What really gets the Citizen-Times' attention, though, is Aycock's record of white supremacism. At least, until the newspaper turns on Graham: reaching back to 2002, when a tape was released about his conversation with President Richard Nixon.
"Graham descended into a lengthy anti-Semitic exchange about how Jews supposedly controlled the media," the article says. It doesn't mention that Graham apologized for the remarks, an apology that the Anti-Defamation League accepted.
Nor does the Citizen-Times note Graham's long-established record on race relations. Back in 1953, at his Chattanooga crusade, he personally pulled down the ropes between black and white seating sections. And he refused to hold a crusade in South Africa until it ended apartheid.

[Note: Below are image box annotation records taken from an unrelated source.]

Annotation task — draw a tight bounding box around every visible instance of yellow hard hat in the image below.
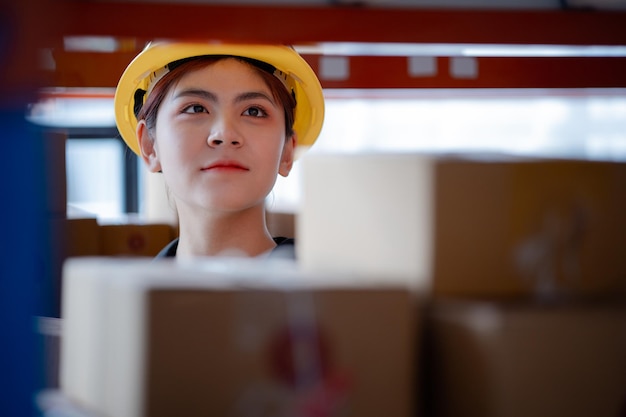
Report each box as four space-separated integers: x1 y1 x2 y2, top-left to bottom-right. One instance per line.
114 42 324 155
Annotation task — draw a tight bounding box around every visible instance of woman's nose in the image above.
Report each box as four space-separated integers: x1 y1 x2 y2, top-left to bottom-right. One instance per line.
207 118 243 147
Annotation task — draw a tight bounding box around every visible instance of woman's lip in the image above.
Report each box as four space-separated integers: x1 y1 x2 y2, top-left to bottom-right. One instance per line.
202 161 248 171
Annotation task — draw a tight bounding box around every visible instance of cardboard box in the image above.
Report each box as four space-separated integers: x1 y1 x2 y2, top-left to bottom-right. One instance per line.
265 211 296 238
423 302 626 417
100 223 173 257
61 258 418 417
296 154 626 298
48 217 100 317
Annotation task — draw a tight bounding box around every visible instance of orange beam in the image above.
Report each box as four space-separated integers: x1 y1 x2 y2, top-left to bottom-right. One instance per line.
50 0 626 45
47 51 626 88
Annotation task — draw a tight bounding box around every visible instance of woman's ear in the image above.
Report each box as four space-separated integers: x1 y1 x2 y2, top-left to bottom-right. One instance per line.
137 120 161 172
278 133 298 177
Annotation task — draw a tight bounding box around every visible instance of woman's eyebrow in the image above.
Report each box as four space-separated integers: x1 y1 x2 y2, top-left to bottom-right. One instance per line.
174 88 217 102
235 91 276 106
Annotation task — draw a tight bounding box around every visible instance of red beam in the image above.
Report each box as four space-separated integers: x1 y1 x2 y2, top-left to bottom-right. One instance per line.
47 51 626 88
51 0 626 45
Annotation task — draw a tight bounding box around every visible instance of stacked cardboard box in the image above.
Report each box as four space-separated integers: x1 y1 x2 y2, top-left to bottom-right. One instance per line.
61 258 419 417
297 154 626 417
297 154 626 298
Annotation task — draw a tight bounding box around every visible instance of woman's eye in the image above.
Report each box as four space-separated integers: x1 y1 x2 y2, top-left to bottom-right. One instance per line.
183 104 207 113
243 107 267 117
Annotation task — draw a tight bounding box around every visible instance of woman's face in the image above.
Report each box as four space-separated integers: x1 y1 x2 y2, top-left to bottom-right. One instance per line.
138 59 295 212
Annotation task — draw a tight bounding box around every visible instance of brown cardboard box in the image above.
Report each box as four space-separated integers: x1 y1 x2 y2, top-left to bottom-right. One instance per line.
296 154 626 298
433 160 626 297
265 211 296 237
47 216 100 317
423 302 626 417
100 223 173 257
61 258 419 417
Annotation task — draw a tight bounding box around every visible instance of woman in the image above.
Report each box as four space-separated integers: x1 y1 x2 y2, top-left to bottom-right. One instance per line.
115 43 324 257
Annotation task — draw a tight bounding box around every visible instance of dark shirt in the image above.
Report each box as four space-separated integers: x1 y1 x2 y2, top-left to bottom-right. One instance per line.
156 237 296 259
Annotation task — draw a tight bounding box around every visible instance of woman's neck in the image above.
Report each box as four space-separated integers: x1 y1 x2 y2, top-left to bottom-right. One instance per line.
176 206 276 257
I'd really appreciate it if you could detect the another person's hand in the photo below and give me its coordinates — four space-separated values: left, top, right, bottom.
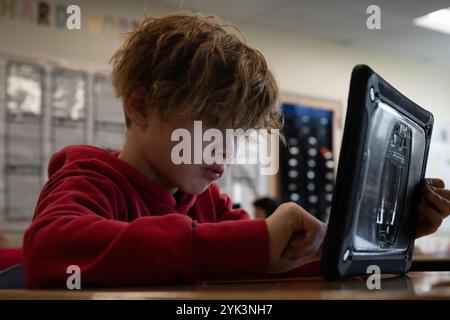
266 202 327 273
416 178 450 238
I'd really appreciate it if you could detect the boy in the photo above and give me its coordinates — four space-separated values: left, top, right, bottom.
23 15 450 288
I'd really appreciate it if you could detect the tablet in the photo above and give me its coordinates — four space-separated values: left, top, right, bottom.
321 65 433 280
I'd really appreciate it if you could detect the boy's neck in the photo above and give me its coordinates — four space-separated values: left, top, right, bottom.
119 139 177 194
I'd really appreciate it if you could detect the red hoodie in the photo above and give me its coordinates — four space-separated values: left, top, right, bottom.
23 146 269 288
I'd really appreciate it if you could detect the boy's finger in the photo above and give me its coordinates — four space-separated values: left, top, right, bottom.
417 205 443 235
425 187 450 218
425 178 445 188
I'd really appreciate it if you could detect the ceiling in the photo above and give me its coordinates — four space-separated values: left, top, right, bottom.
146 0 450 66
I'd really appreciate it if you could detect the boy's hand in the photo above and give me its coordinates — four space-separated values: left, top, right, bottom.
266 202 326 273
416 178 450 238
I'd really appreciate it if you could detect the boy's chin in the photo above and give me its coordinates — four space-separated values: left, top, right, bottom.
180 182 211 196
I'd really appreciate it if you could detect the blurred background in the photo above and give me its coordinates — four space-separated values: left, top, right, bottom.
0 0 450 254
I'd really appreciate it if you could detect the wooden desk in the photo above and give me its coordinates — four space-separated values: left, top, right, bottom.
0 272 450 300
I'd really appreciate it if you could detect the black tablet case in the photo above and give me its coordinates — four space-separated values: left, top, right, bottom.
321 65 433 280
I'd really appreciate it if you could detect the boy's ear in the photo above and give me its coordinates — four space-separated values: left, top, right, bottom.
124 87 148 128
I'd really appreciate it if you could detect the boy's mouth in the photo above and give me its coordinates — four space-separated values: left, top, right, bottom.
202 164 225 180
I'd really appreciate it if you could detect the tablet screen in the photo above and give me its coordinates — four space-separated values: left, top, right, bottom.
353 101 426 253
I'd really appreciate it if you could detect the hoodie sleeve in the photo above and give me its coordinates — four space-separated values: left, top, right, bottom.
22 171 268 288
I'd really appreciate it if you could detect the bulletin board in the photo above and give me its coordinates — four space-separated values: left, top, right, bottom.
0 53 125 232
274 95 342 221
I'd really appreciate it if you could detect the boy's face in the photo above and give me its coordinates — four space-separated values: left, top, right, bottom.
133 107 234 195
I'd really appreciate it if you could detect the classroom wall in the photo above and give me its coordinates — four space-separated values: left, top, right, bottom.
0 0 450 119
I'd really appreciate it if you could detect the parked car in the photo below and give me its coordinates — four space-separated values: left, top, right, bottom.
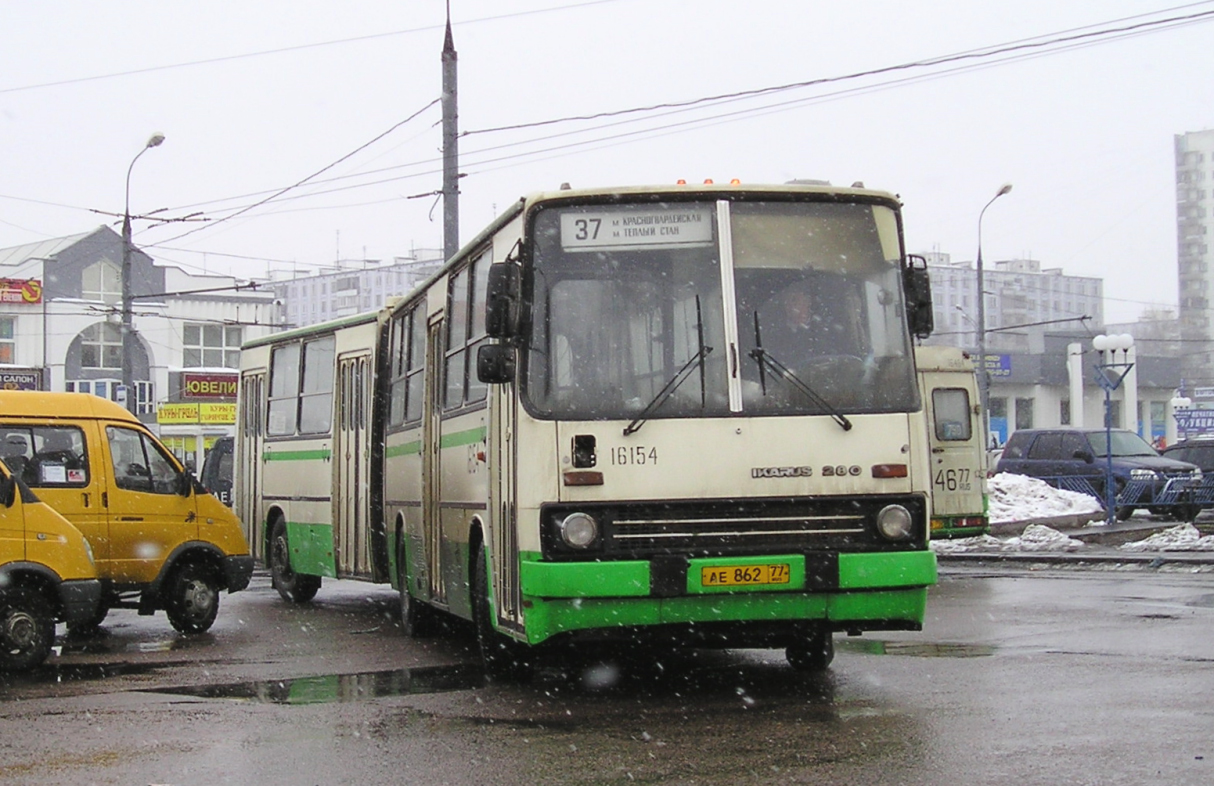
198 436 236 508
997 428 1202 520
1159 435 1214 475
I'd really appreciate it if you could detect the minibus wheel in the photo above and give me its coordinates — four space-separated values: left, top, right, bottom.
784 626 834 672
164 562 220 633
0 587 55 672
270 516 320 603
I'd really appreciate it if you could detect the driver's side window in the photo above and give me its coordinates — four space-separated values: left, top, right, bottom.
106 426 181 494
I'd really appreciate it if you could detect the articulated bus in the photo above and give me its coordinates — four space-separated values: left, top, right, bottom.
914 346 991 538
236 185 936 675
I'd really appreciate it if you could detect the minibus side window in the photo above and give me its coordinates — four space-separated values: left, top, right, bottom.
106 426 181 494
0 425 89 488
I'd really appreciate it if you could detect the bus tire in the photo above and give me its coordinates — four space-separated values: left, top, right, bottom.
0 587 55 672
270 516 320 603
784 626 834 672
164 562 220 633
472 545 532 683
396 536 433 639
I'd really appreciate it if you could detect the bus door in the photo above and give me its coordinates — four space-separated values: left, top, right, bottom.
921 369 986 519
421 313 447 604
333 352 370 576
232 371 268 559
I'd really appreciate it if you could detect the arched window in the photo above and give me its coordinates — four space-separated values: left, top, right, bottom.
80 259 123 302
80 322 123 368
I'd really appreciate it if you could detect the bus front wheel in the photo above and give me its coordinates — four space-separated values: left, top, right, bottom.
270 516 320 603
784 626 834 672
472 547 532 682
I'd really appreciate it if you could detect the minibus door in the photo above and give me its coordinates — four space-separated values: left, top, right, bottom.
104 425 198 584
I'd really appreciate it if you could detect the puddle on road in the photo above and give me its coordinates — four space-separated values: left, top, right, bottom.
1185 595 1214 609
144 665 484 705
835 639 995 657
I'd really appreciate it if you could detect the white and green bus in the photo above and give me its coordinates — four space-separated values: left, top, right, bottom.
236 185 936 674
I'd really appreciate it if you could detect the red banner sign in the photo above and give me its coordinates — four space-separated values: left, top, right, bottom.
0 278 42 306
181 374 237 398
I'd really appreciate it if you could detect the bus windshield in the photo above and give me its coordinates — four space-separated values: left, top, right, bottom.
522 202 919 419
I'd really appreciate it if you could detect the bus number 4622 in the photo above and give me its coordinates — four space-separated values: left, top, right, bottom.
932 469 970 491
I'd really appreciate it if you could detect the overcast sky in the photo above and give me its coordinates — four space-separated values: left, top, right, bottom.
0 0 1214 320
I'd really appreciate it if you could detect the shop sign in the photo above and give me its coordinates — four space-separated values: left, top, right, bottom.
181 373 237 398
198 403 236 425
155 403 236 425
0 278 42 306
0 368 42 390
155 403 198 425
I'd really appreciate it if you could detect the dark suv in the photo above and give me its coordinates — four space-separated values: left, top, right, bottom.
198 436 236 508
997 429 1202 520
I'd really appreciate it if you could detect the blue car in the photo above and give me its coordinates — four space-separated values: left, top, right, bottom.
995 428 1202 521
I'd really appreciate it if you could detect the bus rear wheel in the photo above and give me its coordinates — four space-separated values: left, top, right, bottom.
472 547 532 683
784 626 834 672
270 516 320 603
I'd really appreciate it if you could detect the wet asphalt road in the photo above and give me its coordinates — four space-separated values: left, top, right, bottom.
0 565 1214 786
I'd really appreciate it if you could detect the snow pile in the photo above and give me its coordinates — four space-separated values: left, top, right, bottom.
1119 524 1214 552
931 524 1084 554
987 473 1105 524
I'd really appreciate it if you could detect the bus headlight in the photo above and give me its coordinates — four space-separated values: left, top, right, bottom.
557 513 599 549
877 505 914 541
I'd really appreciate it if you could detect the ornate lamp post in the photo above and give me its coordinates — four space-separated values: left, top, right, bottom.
121 134 164 414
1091 333 1134 524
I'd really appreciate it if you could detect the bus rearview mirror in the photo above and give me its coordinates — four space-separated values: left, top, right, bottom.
902 254 936 339
476 344 515 385
484 262 522 339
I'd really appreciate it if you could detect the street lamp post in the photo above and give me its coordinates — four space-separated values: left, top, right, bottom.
1091 333 1134 524
975 183 1011 447
121 134 164 413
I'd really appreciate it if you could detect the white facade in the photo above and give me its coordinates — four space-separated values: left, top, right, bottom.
267 249 443 328
0 226 282 465
924 251 1105 352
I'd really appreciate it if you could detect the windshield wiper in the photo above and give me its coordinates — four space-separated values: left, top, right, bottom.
624 295 713 436
750 311 851 431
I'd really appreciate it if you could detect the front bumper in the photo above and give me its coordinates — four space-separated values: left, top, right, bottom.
223 554 253 593
520 550 936 646
59 578 101 622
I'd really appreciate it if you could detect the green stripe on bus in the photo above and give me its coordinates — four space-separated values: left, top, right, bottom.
393 440 421 458
523 587 927 644
438 425 489 447
261 448 333 462
287 521 337 578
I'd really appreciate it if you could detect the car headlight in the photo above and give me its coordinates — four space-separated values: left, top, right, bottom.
557 513 599 549
877 505 914 541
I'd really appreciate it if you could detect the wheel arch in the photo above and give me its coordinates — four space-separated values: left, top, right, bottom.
140 541 227 613
0 561 63 618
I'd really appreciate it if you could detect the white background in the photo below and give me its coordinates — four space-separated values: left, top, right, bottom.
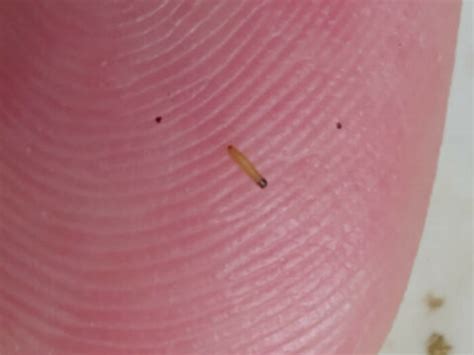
381 0 474 355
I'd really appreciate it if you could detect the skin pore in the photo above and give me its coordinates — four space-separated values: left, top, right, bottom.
0 0 460 355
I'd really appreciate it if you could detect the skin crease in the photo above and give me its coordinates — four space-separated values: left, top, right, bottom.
0 0 460 355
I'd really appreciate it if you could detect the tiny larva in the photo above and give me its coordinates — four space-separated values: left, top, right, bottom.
227 145 268 189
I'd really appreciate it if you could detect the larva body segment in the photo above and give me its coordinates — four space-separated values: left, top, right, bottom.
227 145 268 189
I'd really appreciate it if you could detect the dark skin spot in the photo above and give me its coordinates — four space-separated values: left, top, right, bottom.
426 333 452 355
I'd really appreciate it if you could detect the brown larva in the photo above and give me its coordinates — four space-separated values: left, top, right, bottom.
227 145 268 189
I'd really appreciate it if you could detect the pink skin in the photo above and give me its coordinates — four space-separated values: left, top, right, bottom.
0 0 460 355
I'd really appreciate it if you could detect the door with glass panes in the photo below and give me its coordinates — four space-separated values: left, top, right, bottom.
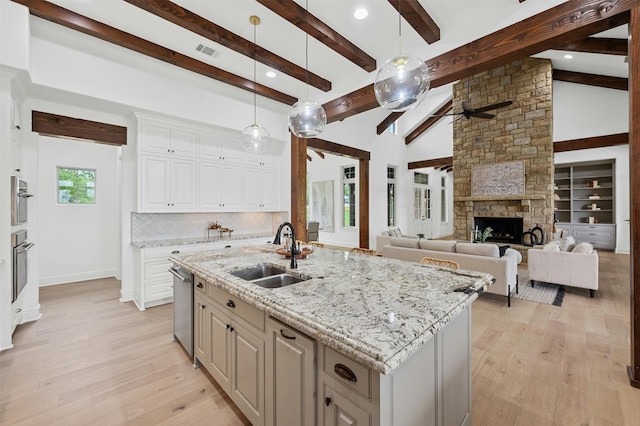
411 172 433 238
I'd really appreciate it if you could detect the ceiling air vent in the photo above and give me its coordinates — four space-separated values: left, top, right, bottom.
196 44 220 58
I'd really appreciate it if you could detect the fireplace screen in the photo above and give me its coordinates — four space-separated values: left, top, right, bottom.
473 217 524 244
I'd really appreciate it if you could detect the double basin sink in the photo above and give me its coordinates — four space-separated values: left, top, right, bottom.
230 264 308 288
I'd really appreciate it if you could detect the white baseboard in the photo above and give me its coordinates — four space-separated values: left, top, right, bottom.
39 269 118 287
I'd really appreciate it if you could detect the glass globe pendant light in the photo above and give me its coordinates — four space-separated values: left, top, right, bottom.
240 15 271 153
373 5 431 112
289 1 327 138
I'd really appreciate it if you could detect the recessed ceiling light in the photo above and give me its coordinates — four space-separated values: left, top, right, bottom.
353 7 369 20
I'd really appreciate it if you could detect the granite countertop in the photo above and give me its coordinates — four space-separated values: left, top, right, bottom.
131 233 273 248
170 244 493 373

Does anyone get it right? Well, the Fayetteville Observer has more details about Graham's work. And unlike the other accounts, it puts that material at the top:
The 96-year-old Graham has preached in more than 185 countries and territories, offering counsel to U.S. presidents and participating in presidential inaugurations.
Graham was considered at the forefront of the evangelical movement of the second half of the 20th century, particularly in the use of television and other technology to spread his Christian message.
My only complaint here is that the newspaper apparently lifted the text whole from the Associated Press. The AP's full story ran in the Greensboro News-Record.
Then again, it proves that you don’t have to get mushy or long-winded to add important background. And the Fayetteville paper partly redeems itself with a beautiful 48-picture gallery of Graham throughout the decades.
I liked the lore in the News and Observer story. Did you know that each state has two statues in the National Statuary Hall? And that some states have changed their statues? One recent swap was California's Ronald Reagan in 2009, replacing Unitarian minister Thomas Starr King. State legislators decided King was "too obscure," the newspaper says.
BTW, the other statue from North Carolina is that of Zebulon Vance, a governor, Confederate officer and U.S. senator.
Why haven't I quoted the Charlotte Observer? Because, for some reason, the state's largest newspaper didn't produce its own story on the plans -- even though the Billy Graham Library, and the Graham organization itself, are in Charlotte, and a street there is named for him. The newspaper just reprinted the News and Observer's April 6 piece. A day later, the Observer's religion writer, Tim Funk, reran a 2011 story in which he proposed such a statue.
And I found it weird that none of the mainbar articles discussed the obvious matter of church and state: putting up a statue of a religious leader on public ground. The sponsors of the statue bill may have been thinking about that when they pumped Graham's "good works." But first and foremost, he has urged people to "get right with God" and place their faith in Jesus. Tens of millions of Americans, of course, would see great value in that. So a brief pro/con discussion would be appropriate here.
As for church vs. state, the News and Observer says that private donations, not taxes or government grants, would pay for the Graham statue. And fundraisers will have some time, because you have to die before the statue goes up. Graham is 96, but he's still around.
Only the Charlotte Observer's Tim Funk tackles both questions, but for his blog rather than the mainbar. He says he asked reaction from the Graham folks, but they didn't reply. And he says the National Statuary Hall already has 12 religious figures from various states, including Brigham Young, Father Damien and Father Junipero Serra.